A Splice Variant of NCOR2, BQ323636.1, Confers Chemoresistance in Breast Cancer by Altering the Activity of NRF2

• Published in: Cancers Vol. 12; no. 3; p. 533
• Main Authors: Leung, Man-Hong, Tsoi, Ho, Gong, Chun, Man, Ellen PS, Zona, Stefania, Yao, Shang, Lam, Eric W.-F., Khoo, Ui-Soon
• Format: Journal Article
• Language: English
• Published: Switzerland MDPI AG 26.02.2020; MDPI
• Subjects: Alternative splicing; Anthracycline; Antioxidants; Binding sites; Breast cancer; Cancer therapies; Cell death; Cell proliferation; Cell survival; Chemoresistance; Chemotherapy; Competition; Cytotoxicity; DNA microarrays; Drug development; Drug resistance; Epirubicin; Hypotheses; Immunoprecipitation; Kinases; Oxidative stress; Reactive oxygen species; Signal transduction; Tamoxifen; Transcription; NCOR2; splice variant BQ; breast cancer; chemoresistance; NRF2
• ISSN: 2072-6694; 2072-6694
• DOI: 10.3390/cancers12030533

Breast cancer is the most common type of female cancer. Reactive oxygen species (ROS) are vital in regulating signaling pathways that control cell survival and cell proliferation. Chemotherapeutic drugs such as anthracyclines induce cell death via ROS induction. Chemoresistance development is associated with adaptive response to oxidative stress. NRF2 is the main regulator of cytoprotective response to oxidative stress.

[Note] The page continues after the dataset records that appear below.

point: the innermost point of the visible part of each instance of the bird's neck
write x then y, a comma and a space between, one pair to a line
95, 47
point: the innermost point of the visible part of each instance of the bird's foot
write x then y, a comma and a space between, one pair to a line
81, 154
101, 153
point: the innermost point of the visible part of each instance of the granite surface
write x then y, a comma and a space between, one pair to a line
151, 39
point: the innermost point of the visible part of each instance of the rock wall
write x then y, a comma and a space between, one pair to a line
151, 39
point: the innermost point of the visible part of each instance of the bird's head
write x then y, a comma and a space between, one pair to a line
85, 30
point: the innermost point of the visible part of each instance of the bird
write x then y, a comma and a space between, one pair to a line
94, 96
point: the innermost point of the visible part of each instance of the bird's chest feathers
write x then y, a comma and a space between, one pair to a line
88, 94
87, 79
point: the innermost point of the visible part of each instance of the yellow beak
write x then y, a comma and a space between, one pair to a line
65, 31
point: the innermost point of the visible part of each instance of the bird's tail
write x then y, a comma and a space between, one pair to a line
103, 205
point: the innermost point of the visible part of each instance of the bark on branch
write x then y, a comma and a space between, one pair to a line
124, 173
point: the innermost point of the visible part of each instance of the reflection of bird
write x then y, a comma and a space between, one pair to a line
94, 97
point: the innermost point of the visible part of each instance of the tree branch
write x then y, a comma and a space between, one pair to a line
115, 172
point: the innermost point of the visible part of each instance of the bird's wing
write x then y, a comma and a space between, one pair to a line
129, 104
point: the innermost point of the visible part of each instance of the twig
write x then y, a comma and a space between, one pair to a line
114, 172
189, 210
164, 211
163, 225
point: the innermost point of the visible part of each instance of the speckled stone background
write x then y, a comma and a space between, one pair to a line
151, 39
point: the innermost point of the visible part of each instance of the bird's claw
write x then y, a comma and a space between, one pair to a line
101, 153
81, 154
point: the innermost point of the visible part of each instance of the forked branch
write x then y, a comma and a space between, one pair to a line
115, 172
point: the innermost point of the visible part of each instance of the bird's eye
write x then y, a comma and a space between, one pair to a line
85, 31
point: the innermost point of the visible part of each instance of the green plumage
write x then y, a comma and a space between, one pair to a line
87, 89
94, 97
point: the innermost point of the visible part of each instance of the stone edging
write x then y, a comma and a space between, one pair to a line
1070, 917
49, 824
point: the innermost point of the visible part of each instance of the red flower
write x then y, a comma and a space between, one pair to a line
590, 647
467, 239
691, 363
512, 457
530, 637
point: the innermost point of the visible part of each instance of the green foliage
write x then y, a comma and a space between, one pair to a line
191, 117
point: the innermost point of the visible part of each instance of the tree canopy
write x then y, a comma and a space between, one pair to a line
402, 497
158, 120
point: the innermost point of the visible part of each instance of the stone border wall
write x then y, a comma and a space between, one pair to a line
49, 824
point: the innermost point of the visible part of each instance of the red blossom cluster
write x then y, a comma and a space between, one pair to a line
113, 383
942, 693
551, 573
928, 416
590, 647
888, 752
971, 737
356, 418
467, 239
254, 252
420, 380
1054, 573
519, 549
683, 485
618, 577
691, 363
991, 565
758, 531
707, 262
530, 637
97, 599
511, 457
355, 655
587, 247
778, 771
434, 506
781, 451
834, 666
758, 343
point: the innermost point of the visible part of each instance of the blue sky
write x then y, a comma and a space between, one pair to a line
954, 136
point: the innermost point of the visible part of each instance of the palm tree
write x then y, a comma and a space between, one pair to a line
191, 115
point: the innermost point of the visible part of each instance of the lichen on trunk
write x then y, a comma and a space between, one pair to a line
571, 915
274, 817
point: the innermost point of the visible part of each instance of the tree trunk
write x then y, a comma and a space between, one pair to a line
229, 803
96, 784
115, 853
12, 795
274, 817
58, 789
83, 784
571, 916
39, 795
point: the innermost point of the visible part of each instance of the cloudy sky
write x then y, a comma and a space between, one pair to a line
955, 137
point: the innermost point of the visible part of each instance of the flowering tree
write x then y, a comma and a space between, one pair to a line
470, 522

NRF2 can enhance cell growth, antioxidant expression, and chemoresistance by providing growth advantage for malignant cells. Previously, we identified BQ323636.1 (BQ), a novel splice variant of nuclear co-repressor NCOR2, which can robustly predict tamoxifen resistance in primary breast cancer. In this study, we found that BQ was overexpressed in epirubicin-resistant cells and demonstrated that BQ overexpression could reduce the levels of epirubicin-induced ROS and confer epirubicin resistance. In vivo analysis using tissue microarray of primary breast cancer showed direct correlation between BQ expression and chemoresistance. In vitro experiments showed BQ could modulate NRF2 transcriptional activity and upregulate antioxidants. Luciferase reporter assays showed that although NCOR2 repressed the transcriptional activity of NRF2, the presence of BQ reduced this repressive activity. Co-immunoprecipitation confirmed that NCOR2 could bind to NRF2 and that this interaction was compromised by BQ overexpression, leading to increased transcriptional activity in NRF2. Our findings suggest BQ can regulate the NRF2 signaling pathway via interference with NCOR2 suppressive activity and reveals a novel role for BQ as a modulator of chemoresistance in breast cancer.